(Direito de Resposta de Chico Alencar publicado no Diário do Rio em 02/03/2021)

No meio do caminho tinha uma pedra. Tinha uma pedra no meio do caminho.” Recorro a um trecho do famoso poema de Carlos Drummond de Andrade para questionar: Poder Público que se preze ergue obstáculos?

Em seu editorial publicado neste domingo (28/02), o jornal DIÁRIO DO RIO afirma que o Projeto de Lei nº 41/2021, de minha autoria, que proíbe a arquitetura urbana hostil no Rio (instalação de pedras e/ou grades embaixo de viadutos para coibir a presença de pessoas em situação de rua, por exemplo), seria uma forma de “glamourizar moradores de rua”. Basta ler a argumentação do nosso projeto de lei para perceber que se trata justamente do oposto.

É evidente que ninguém quer que seja normalizada (e muito menos “glamourizada”) o fato de existirem pessoas em situação de rua.
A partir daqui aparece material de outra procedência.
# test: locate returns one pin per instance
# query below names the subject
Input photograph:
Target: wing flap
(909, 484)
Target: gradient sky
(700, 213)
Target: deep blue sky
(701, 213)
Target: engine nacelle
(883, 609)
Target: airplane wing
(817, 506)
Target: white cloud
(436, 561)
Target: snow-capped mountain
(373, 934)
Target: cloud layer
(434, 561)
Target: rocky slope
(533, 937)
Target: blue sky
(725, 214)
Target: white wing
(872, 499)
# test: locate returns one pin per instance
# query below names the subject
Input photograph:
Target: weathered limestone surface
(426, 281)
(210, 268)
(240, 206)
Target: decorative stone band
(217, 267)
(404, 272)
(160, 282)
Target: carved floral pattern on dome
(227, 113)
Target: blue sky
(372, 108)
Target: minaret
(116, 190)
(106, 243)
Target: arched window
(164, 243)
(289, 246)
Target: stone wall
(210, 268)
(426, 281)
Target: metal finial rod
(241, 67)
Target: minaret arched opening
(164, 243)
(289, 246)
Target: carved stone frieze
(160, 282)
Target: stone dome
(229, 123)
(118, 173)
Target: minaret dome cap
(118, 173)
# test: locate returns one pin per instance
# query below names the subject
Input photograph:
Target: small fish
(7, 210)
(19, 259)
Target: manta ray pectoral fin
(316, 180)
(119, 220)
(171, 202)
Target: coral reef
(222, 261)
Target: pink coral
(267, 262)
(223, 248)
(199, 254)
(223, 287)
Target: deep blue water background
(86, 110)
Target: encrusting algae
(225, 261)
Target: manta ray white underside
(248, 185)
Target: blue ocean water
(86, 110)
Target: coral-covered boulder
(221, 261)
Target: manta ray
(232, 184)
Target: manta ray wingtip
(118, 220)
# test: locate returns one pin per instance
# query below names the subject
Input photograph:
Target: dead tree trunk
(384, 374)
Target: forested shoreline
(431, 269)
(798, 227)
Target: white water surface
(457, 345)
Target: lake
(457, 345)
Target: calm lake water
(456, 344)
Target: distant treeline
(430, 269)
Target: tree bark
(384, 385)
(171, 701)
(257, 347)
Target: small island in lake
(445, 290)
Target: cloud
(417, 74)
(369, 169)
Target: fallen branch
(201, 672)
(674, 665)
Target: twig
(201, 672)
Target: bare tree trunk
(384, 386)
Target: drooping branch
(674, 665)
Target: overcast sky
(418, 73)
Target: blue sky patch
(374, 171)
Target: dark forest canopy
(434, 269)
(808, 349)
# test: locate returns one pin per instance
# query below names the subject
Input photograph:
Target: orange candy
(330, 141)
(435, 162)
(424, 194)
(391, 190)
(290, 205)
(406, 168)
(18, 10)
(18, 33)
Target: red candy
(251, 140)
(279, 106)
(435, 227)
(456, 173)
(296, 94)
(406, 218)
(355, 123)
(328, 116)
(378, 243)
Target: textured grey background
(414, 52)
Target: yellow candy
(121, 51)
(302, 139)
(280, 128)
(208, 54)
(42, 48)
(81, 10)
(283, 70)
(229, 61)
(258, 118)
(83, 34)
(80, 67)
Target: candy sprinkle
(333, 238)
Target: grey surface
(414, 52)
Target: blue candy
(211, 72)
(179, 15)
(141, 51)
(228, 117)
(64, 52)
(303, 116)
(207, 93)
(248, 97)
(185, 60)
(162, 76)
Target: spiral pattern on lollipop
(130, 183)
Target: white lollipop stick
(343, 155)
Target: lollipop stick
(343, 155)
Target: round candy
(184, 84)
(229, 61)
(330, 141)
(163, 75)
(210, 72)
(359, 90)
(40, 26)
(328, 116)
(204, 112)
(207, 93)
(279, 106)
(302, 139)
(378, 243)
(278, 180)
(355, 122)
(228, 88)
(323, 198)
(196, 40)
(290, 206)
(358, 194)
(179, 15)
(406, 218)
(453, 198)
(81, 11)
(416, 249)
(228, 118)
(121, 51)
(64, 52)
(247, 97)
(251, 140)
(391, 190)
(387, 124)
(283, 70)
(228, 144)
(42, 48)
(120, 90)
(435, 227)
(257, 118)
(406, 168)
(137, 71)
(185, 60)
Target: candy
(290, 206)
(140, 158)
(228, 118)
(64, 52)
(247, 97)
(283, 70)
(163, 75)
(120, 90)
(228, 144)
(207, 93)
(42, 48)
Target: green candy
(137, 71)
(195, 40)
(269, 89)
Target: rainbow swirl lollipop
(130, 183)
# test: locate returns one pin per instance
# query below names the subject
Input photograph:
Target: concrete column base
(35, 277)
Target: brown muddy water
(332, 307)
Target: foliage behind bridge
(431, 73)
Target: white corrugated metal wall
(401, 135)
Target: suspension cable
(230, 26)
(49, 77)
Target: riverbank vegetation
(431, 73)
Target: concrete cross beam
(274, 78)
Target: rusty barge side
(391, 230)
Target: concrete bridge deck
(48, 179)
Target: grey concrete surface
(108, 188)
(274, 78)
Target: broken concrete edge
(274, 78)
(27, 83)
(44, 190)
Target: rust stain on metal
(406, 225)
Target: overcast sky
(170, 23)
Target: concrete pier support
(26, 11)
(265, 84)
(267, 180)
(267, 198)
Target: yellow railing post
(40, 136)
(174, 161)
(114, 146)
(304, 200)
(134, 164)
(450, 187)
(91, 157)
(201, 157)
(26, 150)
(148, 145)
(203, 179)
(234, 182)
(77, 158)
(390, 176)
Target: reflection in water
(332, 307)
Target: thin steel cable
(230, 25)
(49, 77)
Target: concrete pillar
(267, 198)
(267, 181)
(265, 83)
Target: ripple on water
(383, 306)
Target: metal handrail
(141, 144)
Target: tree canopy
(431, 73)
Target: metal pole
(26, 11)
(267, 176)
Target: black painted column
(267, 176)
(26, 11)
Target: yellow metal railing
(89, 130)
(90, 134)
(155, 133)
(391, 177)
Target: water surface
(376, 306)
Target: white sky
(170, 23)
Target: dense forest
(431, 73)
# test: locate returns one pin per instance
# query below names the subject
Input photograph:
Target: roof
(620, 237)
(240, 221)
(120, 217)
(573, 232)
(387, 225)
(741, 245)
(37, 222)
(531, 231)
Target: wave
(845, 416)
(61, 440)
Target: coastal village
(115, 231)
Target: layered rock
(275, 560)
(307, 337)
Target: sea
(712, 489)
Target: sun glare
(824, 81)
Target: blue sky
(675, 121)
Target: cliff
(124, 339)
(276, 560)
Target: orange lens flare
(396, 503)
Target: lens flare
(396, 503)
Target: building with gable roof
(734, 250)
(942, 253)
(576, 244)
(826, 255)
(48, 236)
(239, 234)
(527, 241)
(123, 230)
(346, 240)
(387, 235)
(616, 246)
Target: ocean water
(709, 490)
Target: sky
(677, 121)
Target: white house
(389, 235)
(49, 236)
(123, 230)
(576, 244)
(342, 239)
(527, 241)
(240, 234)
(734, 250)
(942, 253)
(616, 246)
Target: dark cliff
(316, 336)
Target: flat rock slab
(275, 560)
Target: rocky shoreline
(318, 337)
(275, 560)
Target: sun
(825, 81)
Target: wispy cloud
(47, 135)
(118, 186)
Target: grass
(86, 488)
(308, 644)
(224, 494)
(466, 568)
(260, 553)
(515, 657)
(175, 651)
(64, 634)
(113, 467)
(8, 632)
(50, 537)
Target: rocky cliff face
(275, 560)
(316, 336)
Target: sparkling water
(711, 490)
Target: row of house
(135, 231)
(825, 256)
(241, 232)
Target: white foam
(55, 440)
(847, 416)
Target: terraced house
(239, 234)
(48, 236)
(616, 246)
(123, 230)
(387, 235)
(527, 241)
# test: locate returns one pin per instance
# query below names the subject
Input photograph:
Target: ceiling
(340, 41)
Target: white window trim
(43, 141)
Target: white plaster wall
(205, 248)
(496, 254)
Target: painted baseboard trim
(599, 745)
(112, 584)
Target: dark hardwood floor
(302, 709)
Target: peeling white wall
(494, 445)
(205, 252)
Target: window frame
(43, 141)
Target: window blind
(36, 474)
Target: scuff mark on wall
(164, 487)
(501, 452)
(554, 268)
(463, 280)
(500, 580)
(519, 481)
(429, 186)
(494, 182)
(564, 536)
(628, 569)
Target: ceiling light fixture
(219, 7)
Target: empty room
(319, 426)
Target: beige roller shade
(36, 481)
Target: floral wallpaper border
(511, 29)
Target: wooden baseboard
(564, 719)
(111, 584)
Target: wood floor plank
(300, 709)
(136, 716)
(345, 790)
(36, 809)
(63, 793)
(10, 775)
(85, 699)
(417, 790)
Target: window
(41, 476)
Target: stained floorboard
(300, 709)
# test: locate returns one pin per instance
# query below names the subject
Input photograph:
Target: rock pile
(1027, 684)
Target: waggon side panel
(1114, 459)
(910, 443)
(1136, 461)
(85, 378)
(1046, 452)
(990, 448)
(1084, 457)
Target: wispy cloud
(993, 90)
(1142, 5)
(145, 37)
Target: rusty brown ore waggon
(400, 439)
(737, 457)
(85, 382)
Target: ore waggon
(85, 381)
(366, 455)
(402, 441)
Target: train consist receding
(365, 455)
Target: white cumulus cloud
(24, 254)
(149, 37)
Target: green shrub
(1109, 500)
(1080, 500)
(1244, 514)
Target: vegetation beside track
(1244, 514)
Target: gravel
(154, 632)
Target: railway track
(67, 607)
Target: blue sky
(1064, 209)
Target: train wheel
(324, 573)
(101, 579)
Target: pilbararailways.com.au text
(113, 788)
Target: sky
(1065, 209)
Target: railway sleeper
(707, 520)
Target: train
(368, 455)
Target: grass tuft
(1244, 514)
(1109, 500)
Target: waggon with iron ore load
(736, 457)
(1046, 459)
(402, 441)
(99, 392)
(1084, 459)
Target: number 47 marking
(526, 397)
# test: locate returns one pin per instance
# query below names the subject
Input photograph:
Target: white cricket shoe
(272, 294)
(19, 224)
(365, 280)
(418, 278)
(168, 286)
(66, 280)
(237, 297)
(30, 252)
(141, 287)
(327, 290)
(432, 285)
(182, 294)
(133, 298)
Estima-se que, atualmente, 17 mil pessoas (sobre)vivam nestas condições na cidade. É uma tragédia humana que assola as sociedades e, em especial, o Brasil e o nosso Rio de Janeiro, devido ao alto grau de degradação econômica, ética e de desigualdades.

Nosso projeto de lei busca evitar que o Poder Público trate moradores de rua como pessoas cada vez mais inviabilizadas, estigmatizando-as como indivíduos à margem da sociedade. Não é por meio de pedregulhos, hastes de metal, cacos de vidro, grades e objetos semelhantes que a Administração Pública deve tratar as pessoas em situação de rua. Ou, por acaso, tal prática é aceitável? Isso está longe de ser “glamourização”.

Em vez de gastar dinheiro público com práticas higienistas, o correto seria o Executivo Municipal investir em políticas públicas continuadas de assistência social, melhoria das condições dos abrigos, expansão da rede de proteção social, educação, capacitação e geração de emprego e renda para emancipar essas pessoas historicamente invisibilizadas.

A inspiração para a criação do PL no Rio surgiu da corajosa atuação do padre Júlio Lancelotti em São Paulo. Imagens do pároco martelando as pedras do abandono, do descaso e da falta de humanidade embaixo de viadutos na capital paulista viralizaram mundo afora e causaram indignação. Nosso mandato foi em busca de relatos semelhantes aqui no Rio. Encontramos traços dessa (anti)política higienista em diversos bairros: Av. Brasil (Maré, Ramos, acesso à Ilha do Governador e Bangu), Méier, Freguesia (viaduto da Linha Amarela), Barra da Tijuca (Ponte Lúcio Costa), Cidade Nova, Laranjeiras (viadutos Jardel Filho e Engenheiro Noronha) e Aterro do Flamengo.

Cobramos caminhos! Queremos derrubar muros e retirar pedras.